Biomarkers for site-specific response to neoadjuvant chemotherapy in epithelial ovarian cancer: relating MRI changes to tumour cell load and necrosis
Jessica M Winfield, Jennifer C Wakefield, James D Brenton, Khalid AbdulJabbar, Antonella Savio, Susan Freeman, Erika Pace, Kerryn Lutchman-Singh, Katherine M Vroobel, Yinyin Yuan, Susana Banerjee, Nuria Porta, Shan E Ahmed Raza, Nandita M deSouza, Jessica M Winfield, Jennifer C Wakefield, James D Brenton, Khalid AbdulJabbar, Antonella Savio, Susan Freeman, Erika Pace, Kerryn Lutchman-Singh, Katherine M Vroobel, Yinyin Yuan, Susana Banerjee, Nuria Porta, Shan E Ahmed Raza, Nandita M deSouza
Abstract
Background: Diffusion-weighted magnetic resonance imaging (DW-MRI) potentially interrogates site-specific response to neoadjuvant chemotherapy (NAC) in epithelial ovarian cancer (EOC).
Methods: Participants with newly diagnosed EOC due for platinum-based chemotherapy and interval debulking surgery were recruited prospectively in a multicentre study (n = 47 participants). Apparent diffusion coefficient (ADC) and solid tumour volume (up to 10 lesions per participant) were obtained from DW-MRI before and after NAC (including double-baseline for repeatability assessment in n = 19). Anatomically matched lesions were analysed after surgical excision (65 lesions obtained from 25 participants). A trained algorithm determined tumour cell fraction, percentage tumour and percentage necrosis on histology.
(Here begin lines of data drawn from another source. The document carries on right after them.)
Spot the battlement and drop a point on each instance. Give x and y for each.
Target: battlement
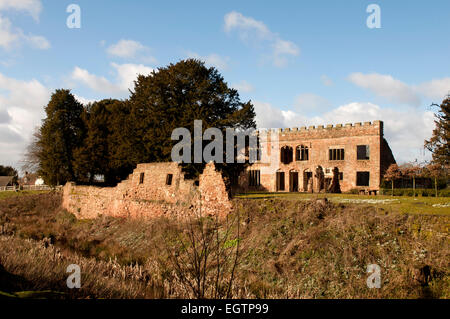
(370, 127)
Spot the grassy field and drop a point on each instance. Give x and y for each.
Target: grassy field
(392, 204)
(289, 246)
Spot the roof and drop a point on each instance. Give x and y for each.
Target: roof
(5, 180)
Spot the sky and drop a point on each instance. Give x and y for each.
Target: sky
(301, 63)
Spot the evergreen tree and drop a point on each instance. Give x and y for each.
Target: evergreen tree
(9, 171)
(175, 96)
(61, 132)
Whole-lesion post-NAC ADC and pre/post-NAC ADC changes were compared with histological metrics (residual tumour/necrosis) for each tumour site (ovarian, omental, peritoneal, lymph node).
Results: Tumour volume reduced at all sites after NAC. ADC increased between pre- and post-NAC measurements. Post-NAC ADC correlated negatively with tumour cell fraction. Pre/post-NAC changes in ADC correlated positively with percentage necrosis. Significant correlations were driven by peritoneal lesions.
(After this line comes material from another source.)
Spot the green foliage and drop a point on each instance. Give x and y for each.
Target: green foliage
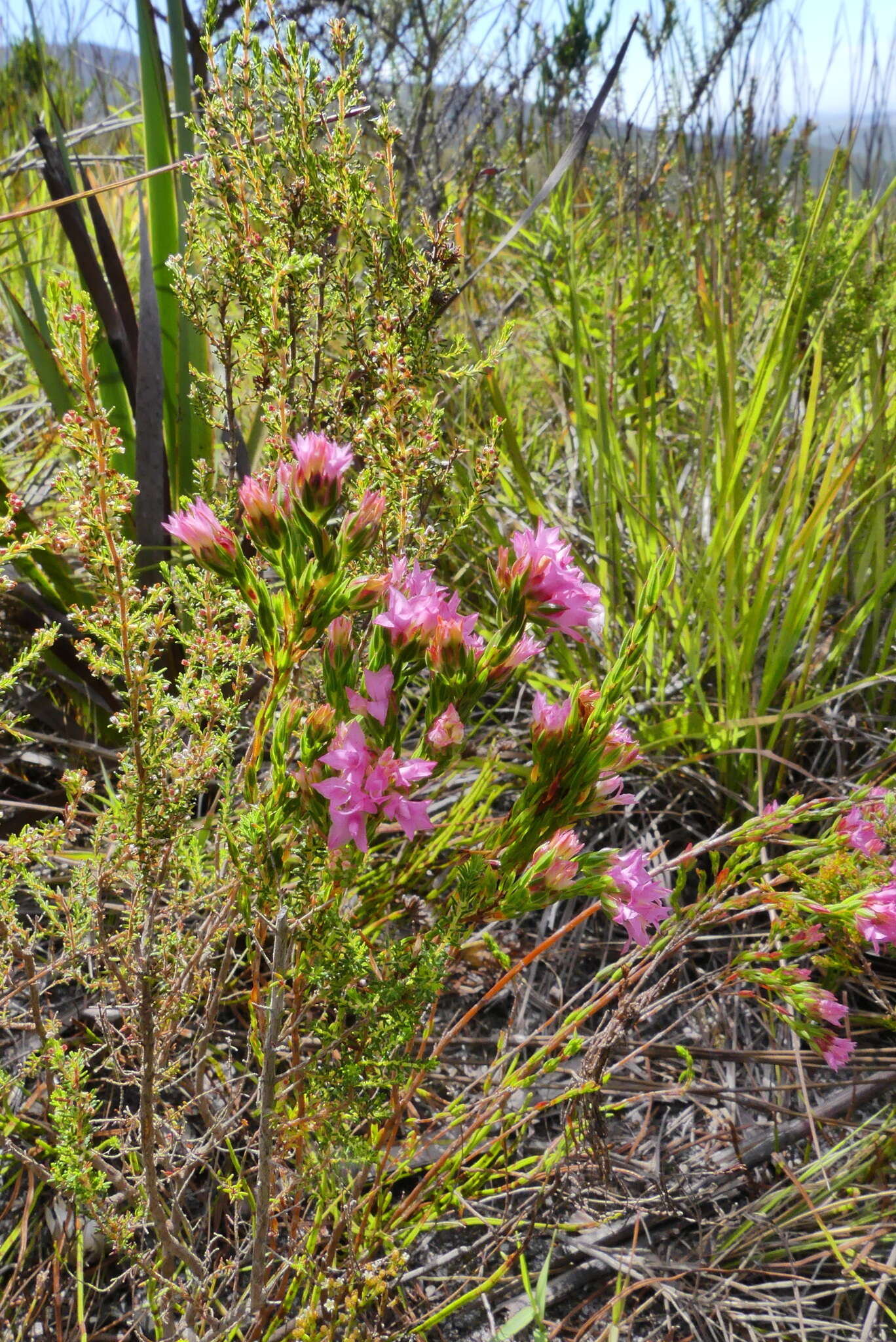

Conclusions: Following NAC in EOC, the ADC (measured using DW-MRI) increases differentially at disease sites despite similar tumour shrinkage, making its utility site-specific. After NAC, ADC correlates negatively with tumour cell fraction; change in ADC correlates positively with percentage necrosis.
Clinical trial registration: ClinicalTrials.gov NCT01505829.
Conflict of interest statement
The authors declare no competing interests.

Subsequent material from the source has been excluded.